Additionally, the study relied on community-level water data rather than individual consumption. The researchers could not measure how much tap water each child actually drank or how much fluoride they ingested from other sources, such as toothpaste. This is a common constraint in large-scale historical studies where collecting biological samples from the past is impossible.

Looking ahead, the research team is working to replicate these findings using the Wisconsin Longitudinal Study. That upcoming project will address some of the current limitations by using actual IQ scores and linking participants to historical census records from 1940 and 1950. This will allow the researchers to verify residence at precise ages in early childhood, providing a more rigorous test of the fluoride-cognition link.

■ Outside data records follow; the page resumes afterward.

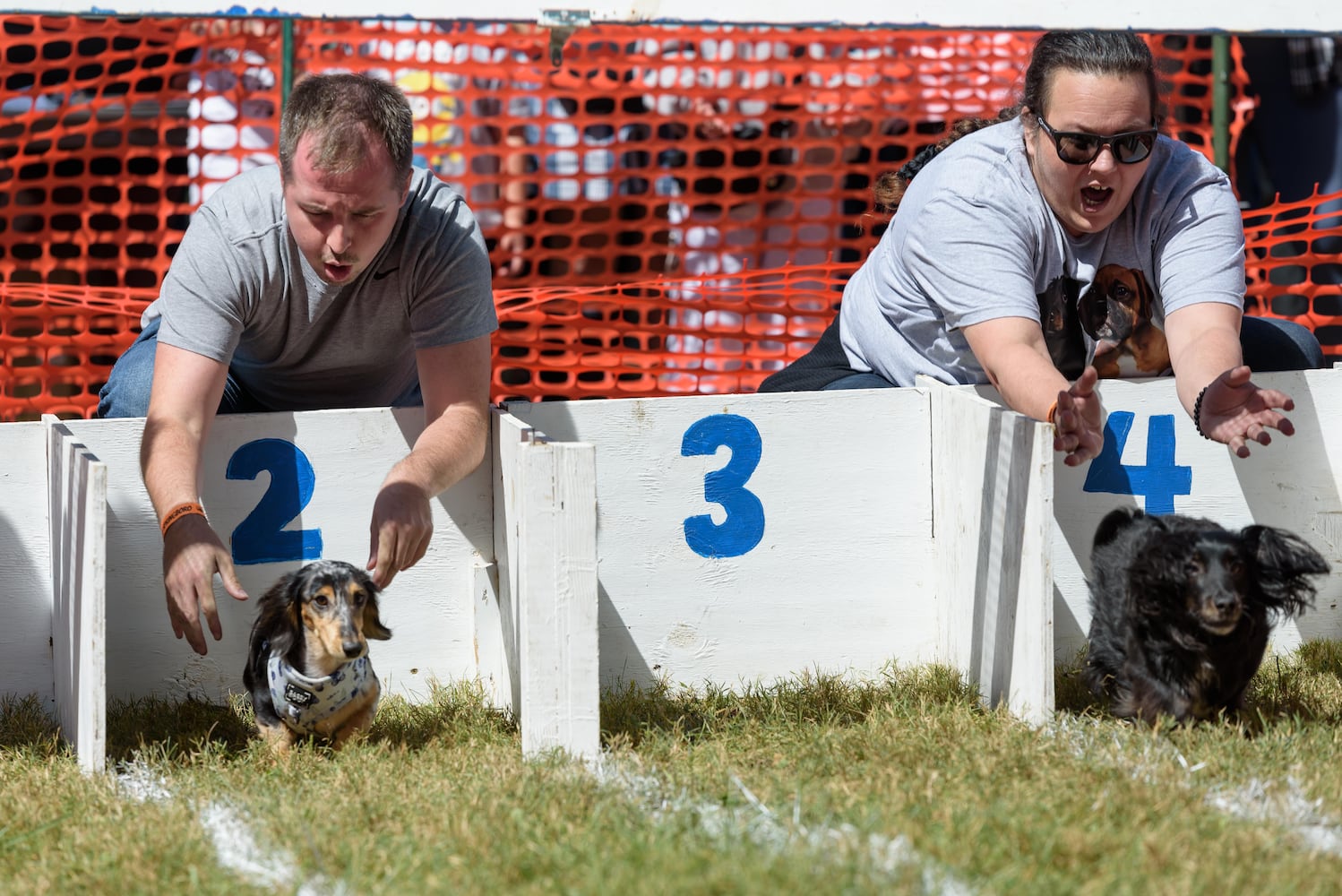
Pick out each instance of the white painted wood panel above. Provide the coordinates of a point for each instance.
(992, 502)
(841, 577)
(1291, 483)
(78, 529)
(26, 663)
(428, 607)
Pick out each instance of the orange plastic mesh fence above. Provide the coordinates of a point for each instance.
(693, 151)
(670, 210)
(1294, 264)
(662, 337)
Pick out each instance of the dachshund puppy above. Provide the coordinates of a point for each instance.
(1059, 320)
(307, 668)
(1181, 607)
(1117, 313)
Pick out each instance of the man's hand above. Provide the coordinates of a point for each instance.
(1234, 412)
(1078, 420)
(403, 523)
(192, 555)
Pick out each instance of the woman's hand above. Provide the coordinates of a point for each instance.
(1078, 420)
(1234, 412)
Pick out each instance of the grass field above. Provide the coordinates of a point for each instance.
(816, 785)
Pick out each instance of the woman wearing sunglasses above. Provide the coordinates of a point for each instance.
(1005, 213)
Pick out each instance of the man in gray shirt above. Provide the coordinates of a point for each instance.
(342, 278)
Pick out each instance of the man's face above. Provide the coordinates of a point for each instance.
(341, 221)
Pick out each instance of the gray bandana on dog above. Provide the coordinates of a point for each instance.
(304, 702)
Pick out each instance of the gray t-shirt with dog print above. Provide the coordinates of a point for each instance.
(975, 240)
(240, 291)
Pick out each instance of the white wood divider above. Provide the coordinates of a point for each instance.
(26, 564)
(545, 664)
(992, 509)
(78, 528)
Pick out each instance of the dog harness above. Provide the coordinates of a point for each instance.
(304, 703)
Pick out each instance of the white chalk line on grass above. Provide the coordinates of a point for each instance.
(1283, 805)
(231, 833)
(884, 856)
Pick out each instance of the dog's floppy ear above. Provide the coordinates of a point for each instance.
(1145, 301)
(374, 626)
(1115, 522)
(1285, 562)
(277, 617)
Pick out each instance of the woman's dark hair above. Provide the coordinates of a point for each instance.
(345, 113)
(1088, 53)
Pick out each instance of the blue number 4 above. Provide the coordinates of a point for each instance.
(1158, 480)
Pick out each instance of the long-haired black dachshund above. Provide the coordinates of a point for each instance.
(1181, 607)
(307, 668)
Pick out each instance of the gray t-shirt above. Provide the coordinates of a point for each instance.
(975, 240)
(240, 291)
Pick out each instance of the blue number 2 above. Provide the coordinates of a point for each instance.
(1158, 480)
(744, 526)
(262, 538)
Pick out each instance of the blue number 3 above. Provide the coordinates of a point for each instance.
(262, 538)
(744, 526)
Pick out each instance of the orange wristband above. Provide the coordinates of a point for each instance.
(189, 509)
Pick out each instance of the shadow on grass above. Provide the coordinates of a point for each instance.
(631, 714)
(452, 712)
(26, 728)
(177, 730)
(1303, 687)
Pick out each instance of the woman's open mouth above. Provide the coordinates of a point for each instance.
(1094, 199)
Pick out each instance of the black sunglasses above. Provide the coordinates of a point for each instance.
(1075, 148)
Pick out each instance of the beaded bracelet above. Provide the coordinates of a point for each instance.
(1197, 413)
(188, 509)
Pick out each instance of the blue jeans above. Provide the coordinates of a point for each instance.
(1267, 343)
(126, 391)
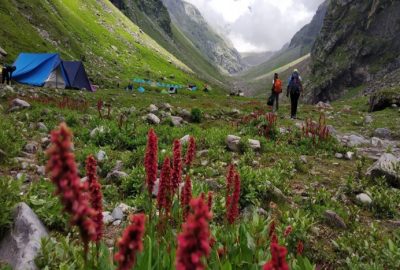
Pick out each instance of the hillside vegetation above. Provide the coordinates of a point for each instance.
(114, 49)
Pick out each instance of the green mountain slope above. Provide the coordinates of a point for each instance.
(114, 49)
(144, 13)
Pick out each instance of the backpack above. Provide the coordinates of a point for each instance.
(277, 86)
(295, 83)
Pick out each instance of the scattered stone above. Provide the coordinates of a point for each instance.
(233, 143)
(387, 167)
(18, 104)
(338, 155)
(254, 144)
(185, 139)
(153, 108)
(368, 119)
(116, 176)
(42, 127)
(31, 148)
(22, 242)
(117, 213)
(107, 218)
(349, 155)
(97, 130)
(364, 198)
(334, 219)
(176, 121)
(382, 133)
(153, 119)
(101, 156)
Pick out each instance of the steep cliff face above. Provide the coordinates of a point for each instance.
(308, 34)
(190, 21)
(358, 43)
(154, 9)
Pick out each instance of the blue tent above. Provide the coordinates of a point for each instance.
(76, 76)
(39, 69)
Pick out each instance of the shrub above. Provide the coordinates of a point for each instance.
(196, 115)
(9, 197)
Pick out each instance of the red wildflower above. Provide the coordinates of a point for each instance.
(177, 165)
(130, 243)
(278, 261)
(96, 197)
(233, 210)
(194, 240)
(164, 199)
(288, 231)
(271, 229)
(300, 248)
(186, 197)
(151, 160)
(64, 174)
(229, 185)
(191, 151)
(209, 202)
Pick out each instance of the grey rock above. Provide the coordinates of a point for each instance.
(97, 130)
(364, 198)
(349, 155)
(153, 108)
(233, 143)
(254, 144)
(18, 104)
(334, 219)
(116, 176)
(101, 156)
(388, 166)
(303, 159)
(382, 133)
(153, 119)
(176, 121)
(107, 218)
(338, 155)
(117, 213)
(31, 148)
(21, 244)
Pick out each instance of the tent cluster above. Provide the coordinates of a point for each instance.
(49, 70)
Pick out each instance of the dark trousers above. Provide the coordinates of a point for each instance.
(275, 98)
(294, 101)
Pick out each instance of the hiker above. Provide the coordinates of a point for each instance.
(294, 89)
(7, 73)
(276, 91)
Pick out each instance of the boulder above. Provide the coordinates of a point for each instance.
(382, 133)
(21, 243)
(153, 119)
(364, 198)
(153, 108)
(101, 156)
(386, 166)
(31, 147)
(233, 143)
(254, 144)
(18, 104)
(116, 176)
(176, 121)
(334, 219)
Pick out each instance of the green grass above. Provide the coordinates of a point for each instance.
(88, 29)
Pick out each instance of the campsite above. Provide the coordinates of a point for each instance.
(138, 135)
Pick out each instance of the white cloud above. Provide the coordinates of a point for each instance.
(258, 25)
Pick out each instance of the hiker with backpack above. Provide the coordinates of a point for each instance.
(276, 91)
(294, 90)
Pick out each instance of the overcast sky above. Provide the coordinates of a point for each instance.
(258, 25)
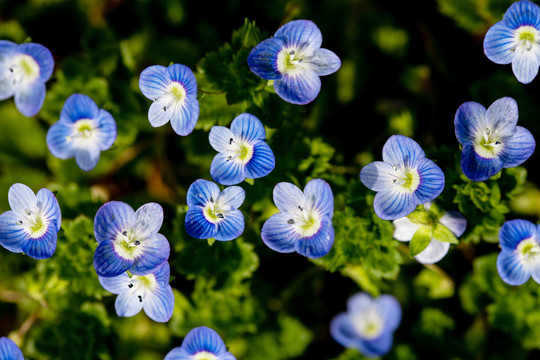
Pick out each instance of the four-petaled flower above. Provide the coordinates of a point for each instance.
(403, 180)
(83, 131)
(150, 292)
(174, 92)
(519, 258)
(490, 138)
(293, 58)
(304, 223)
(214, 214)
(24, 69)
(129, 240)
(368, 325)
(32, 224)
(201, 343)
(516, 39)
(242, 151)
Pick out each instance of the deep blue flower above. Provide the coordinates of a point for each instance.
(32, 224)
(201, 343)
(174, 92)
(368, 325)
(403, 180)
(304, 223)
(9, 351)
(24, 69)
(516, 39)
(83, 131)
(520, 252)
(129, 240)
(242, 151)
(293, 58)
(490, 138)
(150, 292)
(214, 214)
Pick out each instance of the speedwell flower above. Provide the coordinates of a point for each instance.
(150, 292)
(214, 214)
(201, 343)
(174, 92)
(129, 240)
(431, 230)
(368, 325)
(516, 39)
(32, 224)
(519, 258)
(242, 151)
(83, 131)
(403, 180)
(490, 138)
(304, 223)
(293, 58)
(24, 69)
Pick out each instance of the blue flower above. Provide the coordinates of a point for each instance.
(242, 151)
(516, 39)
(174, 92)
(490, 138)
(520, 252)
(9, 351)
(24, 69)
(150, 292)
(201, 343)
(129, 240)
(214, 214)
(83, 131)
(368, 325)
(32, 224)
(293, 58)
(304, 223)
(403, 180)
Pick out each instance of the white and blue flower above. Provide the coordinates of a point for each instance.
(213, 213)
(403, 180)
(368, 325)
(174, 92)
(304, 223)
(24, 69)
(491, 139)
(32, 224)
(516, 39)
(150, 292)
(243, 153)
(129, 240)
(9, 350)
(294, 60)
(519, 258)
(83, 131)
(201, 343)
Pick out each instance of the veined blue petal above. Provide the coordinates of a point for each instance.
(402, 151)
(511, 269)
(262, 161)
(319, 194)
(112, 219)
(77, 107)
(300, 88)
(107, 262)
(319, 244)
(248, 127)
(29, 99)
(200, 192)
(262, 60)
(197, 225)
(476, 167)
(518, 148)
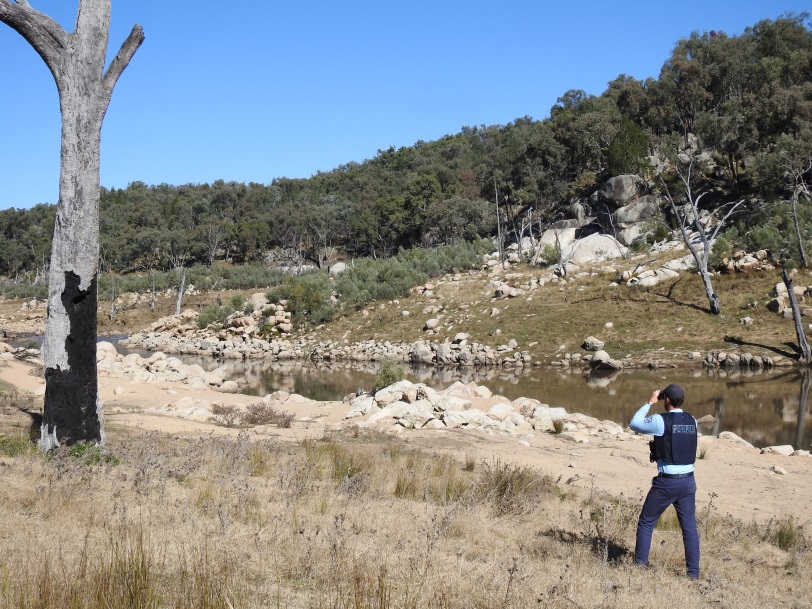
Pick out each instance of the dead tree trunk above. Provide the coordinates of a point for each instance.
(803, 344)
(76, 61)
(706, 235)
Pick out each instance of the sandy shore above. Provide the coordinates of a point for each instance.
(733, 479)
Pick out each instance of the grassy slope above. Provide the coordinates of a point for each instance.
(670, 319)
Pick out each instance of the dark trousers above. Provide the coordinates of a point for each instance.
(681, 492)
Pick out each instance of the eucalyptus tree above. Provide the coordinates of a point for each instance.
(707, 229)
(77, 62)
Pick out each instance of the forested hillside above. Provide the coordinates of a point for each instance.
(744, 102)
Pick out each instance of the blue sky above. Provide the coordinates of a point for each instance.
(254, 90)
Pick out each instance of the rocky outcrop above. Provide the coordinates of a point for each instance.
(621, 190)
(417, 406)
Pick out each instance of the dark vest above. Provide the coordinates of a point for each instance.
(677, 446)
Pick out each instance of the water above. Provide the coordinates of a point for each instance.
(764, 408)
(761, 407)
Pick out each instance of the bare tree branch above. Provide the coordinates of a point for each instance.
(122, 59)
(44, 34)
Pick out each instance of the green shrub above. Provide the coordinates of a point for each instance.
(550, 254)
(212, 315)
(307, 296)
(512, 489)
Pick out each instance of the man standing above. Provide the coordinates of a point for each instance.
(674, 449)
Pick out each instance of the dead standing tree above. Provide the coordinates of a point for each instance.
(77, 62)
(690, 219)
(805, 358)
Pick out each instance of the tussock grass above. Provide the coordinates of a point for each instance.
(348, 521)
(231, 415)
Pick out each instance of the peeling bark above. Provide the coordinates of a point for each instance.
(73, 411)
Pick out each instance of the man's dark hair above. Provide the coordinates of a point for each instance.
(675, 393)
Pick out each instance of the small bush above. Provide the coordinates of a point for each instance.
(227, 415)
(787, 535)
(212, 315)
(307, 297)
(90, 454)
(16, 445)
(512, 489)
(550, 254)
(265, 414)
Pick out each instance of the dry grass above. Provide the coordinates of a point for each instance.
(675, 314)
(350, 521)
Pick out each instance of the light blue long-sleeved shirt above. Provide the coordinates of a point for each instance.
(655, 426)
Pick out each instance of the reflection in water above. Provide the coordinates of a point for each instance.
(765, 408)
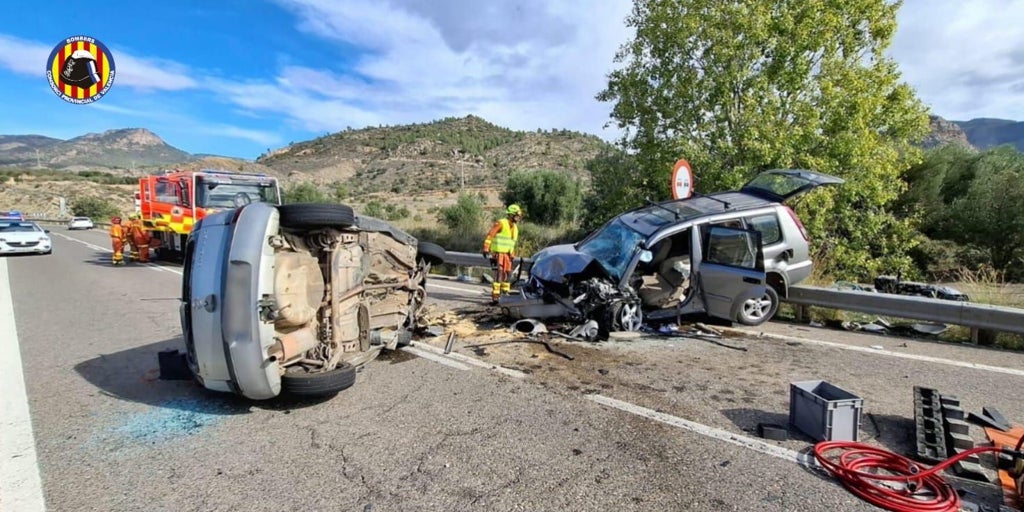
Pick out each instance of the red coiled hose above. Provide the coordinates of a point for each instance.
(923, 489)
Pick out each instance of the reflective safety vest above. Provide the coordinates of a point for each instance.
(505, 239)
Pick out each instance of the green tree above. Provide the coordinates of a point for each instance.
(615, 186)
(737, 87)
(548, 197)
(95, 208)
(303, 193)
(465, 222)
(972, 198)
(339, 192)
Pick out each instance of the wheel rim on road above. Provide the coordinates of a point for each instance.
(758, 308)
(630, 316)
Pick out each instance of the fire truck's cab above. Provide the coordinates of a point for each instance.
(171, 203)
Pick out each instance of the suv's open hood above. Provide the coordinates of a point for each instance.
(782, 184)
(556, 262)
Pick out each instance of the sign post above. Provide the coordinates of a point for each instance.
(682, 179)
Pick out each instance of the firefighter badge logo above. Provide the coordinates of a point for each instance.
(80, 70)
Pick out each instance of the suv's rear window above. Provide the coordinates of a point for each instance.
(768, 226)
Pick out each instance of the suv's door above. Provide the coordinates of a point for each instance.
(780, 185)
(731, 269)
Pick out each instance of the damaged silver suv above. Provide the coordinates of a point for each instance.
(730, 255)
(294, 298)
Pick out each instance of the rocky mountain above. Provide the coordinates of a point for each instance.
(986, 132)
(944, 132)
(122, 148)
(439, 155)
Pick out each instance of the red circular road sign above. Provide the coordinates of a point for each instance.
(682, 180)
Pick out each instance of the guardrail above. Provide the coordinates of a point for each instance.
(477, 259)
(972, 314)
(987, 316)
(977, 316)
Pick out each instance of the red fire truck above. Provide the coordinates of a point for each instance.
(171, 202)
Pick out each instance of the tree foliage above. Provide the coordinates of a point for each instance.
(304, 192)
(972, 198)
(737, 87)
(615, 186)
(465, 222)
(548, 197)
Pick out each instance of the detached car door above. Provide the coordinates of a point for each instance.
(730, 269)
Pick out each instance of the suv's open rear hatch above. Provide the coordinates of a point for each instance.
(782, 184)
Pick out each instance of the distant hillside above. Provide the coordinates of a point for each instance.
(431, 156)
(944, 132)
(985, 132)
(124, 148)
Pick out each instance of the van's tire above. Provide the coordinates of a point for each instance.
(430, 252)
(318, 384)
(315, 215)
(756, 311)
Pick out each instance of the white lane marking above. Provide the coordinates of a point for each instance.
(724, 435)
(20, 486)
(152, 266)
(857, 348)
(436, 358)
(471, 360)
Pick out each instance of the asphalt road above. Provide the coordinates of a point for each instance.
(648, 424)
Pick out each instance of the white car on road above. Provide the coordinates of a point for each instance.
(24, 237)
(80, 223)
(294, 298)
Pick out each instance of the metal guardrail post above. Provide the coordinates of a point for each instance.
(1007, 320)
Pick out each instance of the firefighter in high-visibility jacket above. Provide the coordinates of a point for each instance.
(139, 238)
(118, 237)
(499, 247)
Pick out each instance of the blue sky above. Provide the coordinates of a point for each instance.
(236, 77)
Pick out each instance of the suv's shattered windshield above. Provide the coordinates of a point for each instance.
(612, 246)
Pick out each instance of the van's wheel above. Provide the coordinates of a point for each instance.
(758, 310)
(315, 215)
(625, 316)
(298, 382)
(430, 252)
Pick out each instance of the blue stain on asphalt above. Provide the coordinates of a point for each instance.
(174, 418)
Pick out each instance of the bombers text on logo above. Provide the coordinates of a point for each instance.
(80, 70)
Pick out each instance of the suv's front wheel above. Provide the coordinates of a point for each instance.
(761, 309)
(301, 383)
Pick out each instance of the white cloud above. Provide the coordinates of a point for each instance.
(965, 58)
(523, 65)
(29, 57)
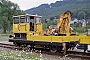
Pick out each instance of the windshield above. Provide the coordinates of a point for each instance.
(38, 20)
(16, 20)
(22, 19)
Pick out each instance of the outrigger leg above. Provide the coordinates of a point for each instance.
(64, 48)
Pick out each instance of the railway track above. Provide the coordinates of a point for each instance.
(72, 54)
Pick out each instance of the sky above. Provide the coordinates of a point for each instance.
(27, 4)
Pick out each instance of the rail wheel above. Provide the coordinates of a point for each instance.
(53, 49)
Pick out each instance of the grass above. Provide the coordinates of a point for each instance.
(17, 55)
(4, 37)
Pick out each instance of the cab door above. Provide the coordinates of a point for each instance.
(15, 24)
(23, 24)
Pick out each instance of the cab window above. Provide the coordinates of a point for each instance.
(38, 20)
(22, 19)
(16, 20)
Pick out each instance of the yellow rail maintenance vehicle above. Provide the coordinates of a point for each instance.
(27, 29)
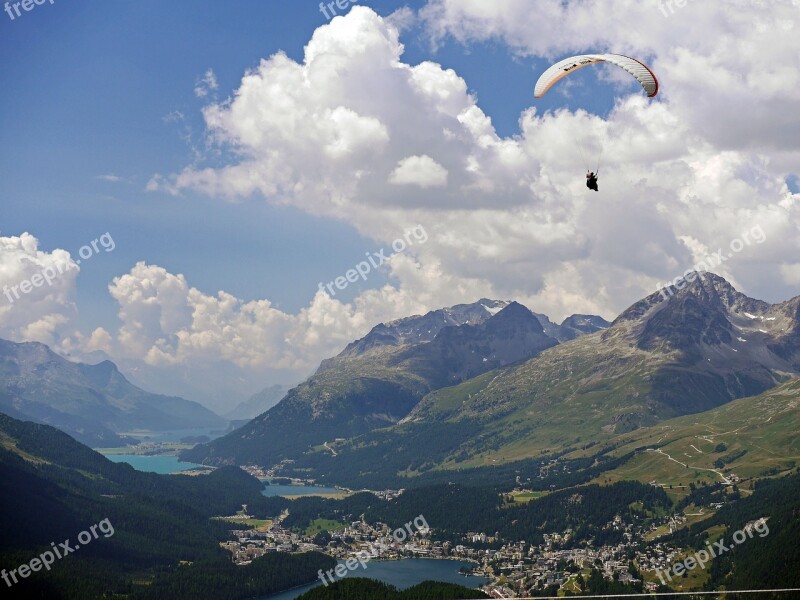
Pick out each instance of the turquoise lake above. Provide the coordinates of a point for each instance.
(402, 574)
(153, 464)
(297, 490)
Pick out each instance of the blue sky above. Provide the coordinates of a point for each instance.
(93, 90)
(92, 84)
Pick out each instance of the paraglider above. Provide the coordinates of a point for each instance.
(561, 69)
(591, 181)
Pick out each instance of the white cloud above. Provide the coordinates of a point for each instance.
(206, 85)
(421, 171)
(337, 134)
(354, 133)
(42, 312)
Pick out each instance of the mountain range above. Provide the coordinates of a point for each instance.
(93, 403)
(498, 389)
(377, 380)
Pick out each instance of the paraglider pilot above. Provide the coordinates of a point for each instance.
(591, 181)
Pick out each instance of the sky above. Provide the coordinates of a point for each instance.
(229, 161)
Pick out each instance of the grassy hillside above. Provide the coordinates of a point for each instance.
(749, 437)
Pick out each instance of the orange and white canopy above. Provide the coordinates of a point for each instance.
(569, 65)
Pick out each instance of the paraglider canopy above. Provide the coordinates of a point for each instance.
(569, 65)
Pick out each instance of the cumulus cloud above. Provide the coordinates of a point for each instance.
(169, 323)
(36, 302)
(421, 171)
(352, 132)
(206, 85)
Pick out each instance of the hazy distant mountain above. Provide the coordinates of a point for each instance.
(375, 381)
(258, 403)
(92, 403)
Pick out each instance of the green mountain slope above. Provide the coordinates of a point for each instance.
(376, 381)
(54, 488)
(704, 347)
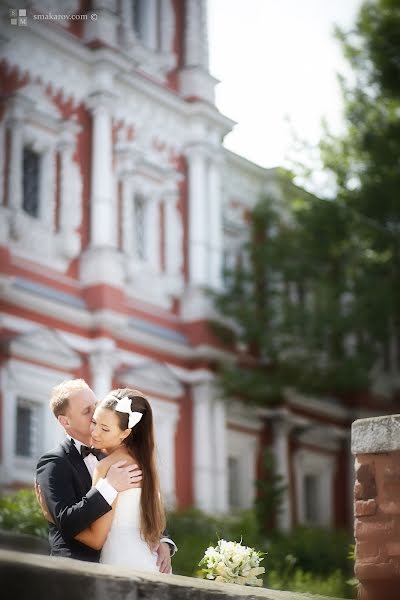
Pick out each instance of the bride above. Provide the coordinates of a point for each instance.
(129, 535)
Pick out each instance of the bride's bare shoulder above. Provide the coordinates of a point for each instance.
(120, 454)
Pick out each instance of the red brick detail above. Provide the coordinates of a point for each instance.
(390, 508)
(365, 508)
(377, 526)
(371, 570)
(366, 478)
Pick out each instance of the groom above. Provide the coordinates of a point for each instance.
(64, 478)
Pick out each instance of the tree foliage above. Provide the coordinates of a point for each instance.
(315, 291)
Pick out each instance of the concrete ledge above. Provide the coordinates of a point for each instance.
(376, 435)
(32, 577)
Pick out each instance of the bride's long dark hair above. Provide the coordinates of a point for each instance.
(141, 446)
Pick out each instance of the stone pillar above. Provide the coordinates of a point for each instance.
(167, 28)
(104, 28)
(47, 184)
(215, 213)
(174, 236)
(196, 50)
(153, 233)
(128, 216)
(150, 26)
(103, 359)
(281, 430)
(102, 213)
(127, 29)
(2, 160)
(221, 470)
(203, 447)
(15, 191)
(198, 264)
(376, 446)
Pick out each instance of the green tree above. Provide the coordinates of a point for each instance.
(314, 295)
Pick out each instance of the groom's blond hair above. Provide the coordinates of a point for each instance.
(61, 394)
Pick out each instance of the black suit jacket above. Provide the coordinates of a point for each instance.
(72, 502)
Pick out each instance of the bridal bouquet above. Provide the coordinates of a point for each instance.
(230, 562)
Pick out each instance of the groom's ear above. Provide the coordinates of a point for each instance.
(63, 420)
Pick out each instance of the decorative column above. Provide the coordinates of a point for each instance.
(150, 24)
(15, 175)
(128, 216)
(195, 80)
(165, 422)
(166, 26)
(70, 193)
(102, 209)
(196, 51)
(215, 214)
(2, 159)
(281, 430)
(376, 446)
(220, 460)
(204, 456)
(47, 185)
(104, 28)
(198, 263)
(103, 359)
(127, 29)
(9, 403)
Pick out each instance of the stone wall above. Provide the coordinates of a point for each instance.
(376, 446)
(33, 577)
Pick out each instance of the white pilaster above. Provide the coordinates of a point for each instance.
(196, 34)
(198, 264)
(127, 30)
(105, 26)
(102, 207)
(2, 159)
(204, 491)
(166, 26)
(47, 187)
(70, 193)
(153, 233)
(15, 191)
(150, 24)
(174, 236)
(221, 474)
(103, 360)
(165, 422)
(215, 214)
(128, 215)
(281, 431)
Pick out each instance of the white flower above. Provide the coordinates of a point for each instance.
(231, 562)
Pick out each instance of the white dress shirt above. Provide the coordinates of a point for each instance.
(105, 489)
(102, 486)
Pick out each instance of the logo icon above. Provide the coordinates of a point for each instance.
(18, 17)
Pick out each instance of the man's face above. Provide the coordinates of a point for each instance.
(78, 417)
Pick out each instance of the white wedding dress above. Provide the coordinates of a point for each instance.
(124, 547)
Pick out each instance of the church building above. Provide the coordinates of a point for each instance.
(119, 206)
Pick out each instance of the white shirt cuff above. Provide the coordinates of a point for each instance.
(171, 543)
(106, 490)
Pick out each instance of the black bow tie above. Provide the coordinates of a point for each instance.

“Although the sample is only from Wisconsin (participants are a 1/3 random sample of 1957 Wisconsin high school seniors, followed prospectively since 1957), these new analyses improve on the ‘High School and Beyond’ analyses in two ways,” Warren explained. “(1) We have real IQ scores, not just academic achievement and (2) 90%+ of the records have been linked to the 1940 and 1950 US Censuses, when participants would have been ages 1 and 11, respectively. Thus we can restrict the analyses to people who lived in their same HS community in 1950 (age 11) and in 1940 (age 1).”

“The results are preliminary, but they exactly mirror those in the ‘High School and Beyond’ article. No significant association of fluoride exposure with IQ in high school or cognition as assessed at multiple points in later life.”

The study, “Childhood fluoride exposure and cognition across the life course,” was authored by John Robert Warren, Gina Rumore, Soobin Kim, Eric Grodsky, Chandra Muller, Jennifer J. Manly, and Adam M. Brickman.